Tensions have spiked between the two countries after Washington sent more military forces to the Middle East in a show of force against what US officials say are Iranian threats to its troops and interests in the region.
“The confrontation and face-off of the Islamic Republic of Iran and the malicious government of America is the arena for a clash of wills,” Iran’s armed forces chief of staff Major General Mohammad Baqeri said.
He pointed to a battle during the 1980-88 Iran-Iraq war where Iran was victorious and said the outcome could be a message that Iran will have a “hard, crushing and obliterating response” for any enemy “adventurism.”
On Sunday, US President Donald Trump tweeted: “If Iran wants to fight, that will be the official end of Iran. Never threaten the United States again!“
Trump restored US sanctions on Iran last year and tightened them this month, ordering all countries to halt imports of Iranian oil or face sanctions of their own.

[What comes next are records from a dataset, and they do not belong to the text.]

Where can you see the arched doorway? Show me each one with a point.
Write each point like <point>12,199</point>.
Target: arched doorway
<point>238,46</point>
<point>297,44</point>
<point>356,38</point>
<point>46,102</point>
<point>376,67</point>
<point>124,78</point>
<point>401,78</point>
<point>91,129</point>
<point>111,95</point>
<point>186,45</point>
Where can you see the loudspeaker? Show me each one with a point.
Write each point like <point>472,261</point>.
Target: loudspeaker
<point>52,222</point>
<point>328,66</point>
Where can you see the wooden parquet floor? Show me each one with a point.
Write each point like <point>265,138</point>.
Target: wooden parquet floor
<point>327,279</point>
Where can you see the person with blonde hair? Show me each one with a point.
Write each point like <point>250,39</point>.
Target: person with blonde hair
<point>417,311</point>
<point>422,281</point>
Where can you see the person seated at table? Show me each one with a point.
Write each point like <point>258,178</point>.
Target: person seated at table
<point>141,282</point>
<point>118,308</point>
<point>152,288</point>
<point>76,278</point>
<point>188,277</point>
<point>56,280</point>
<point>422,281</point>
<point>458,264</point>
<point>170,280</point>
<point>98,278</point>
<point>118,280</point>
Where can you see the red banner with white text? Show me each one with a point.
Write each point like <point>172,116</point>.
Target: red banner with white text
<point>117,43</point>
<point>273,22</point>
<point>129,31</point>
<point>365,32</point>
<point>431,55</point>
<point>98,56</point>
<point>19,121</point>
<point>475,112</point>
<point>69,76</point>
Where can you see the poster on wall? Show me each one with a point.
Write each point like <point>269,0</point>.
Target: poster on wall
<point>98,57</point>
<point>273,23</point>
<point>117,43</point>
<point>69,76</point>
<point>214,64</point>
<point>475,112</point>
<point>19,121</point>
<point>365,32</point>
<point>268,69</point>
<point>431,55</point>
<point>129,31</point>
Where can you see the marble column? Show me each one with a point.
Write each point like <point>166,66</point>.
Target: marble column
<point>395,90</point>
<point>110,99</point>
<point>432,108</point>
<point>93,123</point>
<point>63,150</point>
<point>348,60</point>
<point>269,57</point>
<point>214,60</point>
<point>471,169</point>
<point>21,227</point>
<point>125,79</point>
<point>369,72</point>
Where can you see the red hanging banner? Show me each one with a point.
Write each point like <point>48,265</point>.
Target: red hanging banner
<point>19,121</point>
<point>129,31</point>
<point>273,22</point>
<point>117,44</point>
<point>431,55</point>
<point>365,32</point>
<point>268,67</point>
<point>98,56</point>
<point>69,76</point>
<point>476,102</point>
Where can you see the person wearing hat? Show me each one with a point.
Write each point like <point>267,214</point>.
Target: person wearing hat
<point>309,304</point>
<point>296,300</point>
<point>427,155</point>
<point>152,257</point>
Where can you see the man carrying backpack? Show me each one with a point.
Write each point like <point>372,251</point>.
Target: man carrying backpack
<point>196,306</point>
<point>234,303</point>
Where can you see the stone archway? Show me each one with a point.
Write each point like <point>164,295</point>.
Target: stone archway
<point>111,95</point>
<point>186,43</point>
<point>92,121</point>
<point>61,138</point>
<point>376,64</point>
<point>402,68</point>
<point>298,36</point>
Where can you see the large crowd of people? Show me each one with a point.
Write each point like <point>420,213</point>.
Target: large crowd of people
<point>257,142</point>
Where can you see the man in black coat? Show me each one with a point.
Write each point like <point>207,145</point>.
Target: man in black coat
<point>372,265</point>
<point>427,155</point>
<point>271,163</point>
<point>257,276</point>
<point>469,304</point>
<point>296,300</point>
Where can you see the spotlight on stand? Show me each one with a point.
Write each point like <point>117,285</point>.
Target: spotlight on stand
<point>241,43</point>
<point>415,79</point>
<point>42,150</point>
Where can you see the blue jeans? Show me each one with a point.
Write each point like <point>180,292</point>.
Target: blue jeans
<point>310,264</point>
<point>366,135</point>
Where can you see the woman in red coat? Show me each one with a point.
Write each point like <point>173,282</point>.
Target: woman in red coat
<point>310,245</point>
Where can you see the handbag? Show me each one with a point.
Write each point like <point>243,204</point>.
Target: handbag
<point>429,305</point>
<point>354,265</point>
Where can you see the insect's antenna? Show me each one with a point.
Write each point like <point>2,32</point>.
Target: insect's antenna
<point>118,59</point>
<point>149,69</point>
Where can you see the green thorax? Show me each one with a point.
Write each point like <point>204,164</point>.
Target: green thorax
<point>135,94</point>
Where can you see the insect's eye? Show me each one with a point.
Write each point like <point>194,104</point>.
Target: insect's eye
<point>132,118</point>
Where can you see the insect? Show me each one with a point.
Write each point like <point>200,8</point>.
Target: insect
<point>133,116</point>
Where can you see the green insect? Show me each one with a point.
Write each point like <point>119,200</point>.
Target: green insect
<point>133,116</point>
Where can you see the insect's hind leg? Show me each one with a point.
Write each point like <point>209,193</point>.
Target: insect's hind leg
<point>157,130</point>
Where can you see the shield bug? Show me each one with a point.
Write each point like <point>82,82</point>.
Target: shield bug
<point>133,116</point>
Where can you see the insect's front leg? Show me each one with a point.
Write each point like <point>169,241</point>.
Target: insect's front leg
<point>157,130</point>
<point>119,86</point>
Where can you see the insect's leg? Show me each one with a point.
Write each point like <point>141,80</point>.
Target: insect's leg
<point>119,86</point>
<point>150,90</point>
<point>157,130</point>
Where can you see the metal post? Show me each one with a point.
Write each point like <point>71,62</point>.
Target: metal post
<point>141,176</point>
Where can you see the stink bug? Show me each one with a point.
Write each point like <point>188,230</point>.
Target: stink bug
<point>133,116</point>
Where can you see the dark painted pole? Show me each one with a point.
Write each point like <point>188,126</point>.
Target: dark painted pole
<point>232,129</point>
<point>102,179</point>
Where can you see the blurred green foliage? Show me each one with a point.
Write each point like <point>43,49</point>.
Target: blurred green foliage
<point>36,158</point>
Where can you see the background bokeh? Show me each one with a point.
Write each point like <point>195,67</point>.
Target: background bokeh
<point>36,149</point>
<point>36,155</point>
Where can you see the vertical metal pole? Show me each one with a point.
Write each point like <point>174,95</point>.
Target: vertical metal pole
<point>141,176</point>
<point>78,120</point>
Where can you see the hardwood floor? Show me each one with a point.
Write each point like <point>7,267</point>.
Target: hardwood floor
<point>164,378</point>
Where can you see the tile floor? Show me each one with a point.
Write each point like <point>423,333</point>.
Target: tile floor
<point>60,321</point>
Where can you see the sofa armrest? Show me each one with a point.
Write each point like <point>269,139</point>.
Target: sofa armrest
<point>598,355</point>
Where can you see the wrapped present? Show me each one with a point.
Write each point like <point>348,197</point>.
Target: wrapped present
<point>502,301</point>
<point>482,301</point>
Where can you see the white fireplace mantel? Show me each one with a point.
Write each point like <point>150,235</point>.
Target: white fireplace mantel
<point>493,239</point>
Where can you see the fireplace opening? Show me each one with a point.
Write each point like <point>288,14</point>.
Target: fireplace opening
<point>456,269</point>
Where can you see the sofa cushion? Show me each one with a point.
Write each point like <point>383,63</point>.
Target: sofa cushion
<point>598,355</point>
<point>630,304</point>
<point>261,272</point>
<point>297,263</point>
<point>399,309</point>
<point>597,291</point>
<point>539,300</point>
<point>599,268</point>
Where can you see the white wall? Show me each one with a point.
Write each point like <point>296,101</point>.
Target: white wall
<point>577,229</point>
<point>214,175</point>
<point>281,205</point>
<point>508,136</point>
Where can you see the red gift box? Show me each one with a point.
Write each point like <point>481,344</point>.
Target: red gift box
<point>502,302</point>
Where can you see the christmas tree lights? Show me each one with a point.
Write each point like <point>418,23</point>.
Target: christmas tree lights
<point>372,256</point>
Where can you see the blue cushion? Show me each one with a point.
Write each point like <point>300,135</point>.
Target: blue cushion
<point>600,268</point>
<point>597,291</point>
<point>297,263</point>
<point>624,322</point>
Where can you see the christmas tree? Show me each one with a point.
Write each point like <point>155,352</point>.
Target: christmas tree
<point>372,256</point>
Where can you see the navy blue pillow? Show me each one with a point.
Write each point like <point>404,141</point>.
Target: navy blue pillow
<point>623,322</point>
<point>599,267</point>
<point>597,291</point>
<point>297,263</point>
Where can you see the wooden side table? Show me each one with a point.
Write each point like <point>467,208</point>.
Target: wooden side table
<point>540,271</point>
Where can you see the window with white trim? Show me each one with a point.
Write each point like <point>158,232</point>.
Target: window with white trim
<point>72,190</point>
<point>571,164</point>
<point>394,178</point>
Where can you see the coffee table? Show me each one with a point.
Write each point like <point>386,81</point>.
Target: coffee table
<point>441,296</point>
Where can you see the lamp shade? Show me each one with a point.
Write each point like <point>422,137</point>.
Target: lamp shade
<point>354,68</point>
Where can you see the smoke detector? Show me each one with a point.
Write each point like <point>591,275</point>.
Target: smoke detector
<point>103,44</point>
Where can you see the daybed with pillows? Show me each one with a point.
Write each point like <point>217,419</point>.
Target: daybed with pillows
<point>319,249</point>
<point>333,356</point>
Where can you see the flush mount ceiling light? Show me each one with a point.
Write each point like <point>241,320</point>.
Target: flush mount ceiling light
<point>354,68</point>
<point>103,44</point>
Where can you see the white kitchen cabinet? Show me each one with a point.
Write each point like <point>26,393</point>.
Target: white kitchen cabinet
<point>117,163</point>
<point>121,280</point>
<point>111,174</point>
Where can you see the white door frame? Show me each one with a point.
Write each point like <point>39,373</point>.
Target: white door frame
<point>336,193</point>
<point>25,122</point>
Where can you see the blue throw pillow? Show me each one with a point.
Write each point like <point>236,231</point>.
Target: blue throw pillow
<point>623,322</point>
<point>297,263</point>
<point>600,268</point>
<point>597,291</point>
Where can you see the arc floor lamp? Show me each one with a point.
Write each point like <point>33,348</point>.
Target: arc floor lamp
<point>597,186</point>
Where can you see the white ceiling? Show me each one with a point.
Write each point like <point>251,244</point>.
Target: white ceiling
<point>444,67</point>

Trump wants Iran to come to the negotiating table to reach a new deal with more curbs on its nuclear and missile programs.
Reiterating Iran’s stance, the spokesman for its Supreme National Security Council said on Thursday that “There will not be any negotiations between Iran and America.”
Keyvan Khosravi was also quoted as saying by the state broadcaster that some officials from several countries have visited Iran recently, “mostly representing the United States.”
He did not elaborate, but the foreign minister of Oman, which in the past helped pave the way for negotiations between Iran and the United States, visited Tehran on Monday.
“Without exception, the message of the power and resistance of the Iranian nation was conveyed to them,” he said.
In Berlin, a German diplomatic source told Reuters that Jens Ploetner, a political director in Germany’s Foreign Ministry, was in Tehran on Thursday for meetings with Iranian officials to try to preserve the 2015 Iran nuclear deal and cool tensions in the region.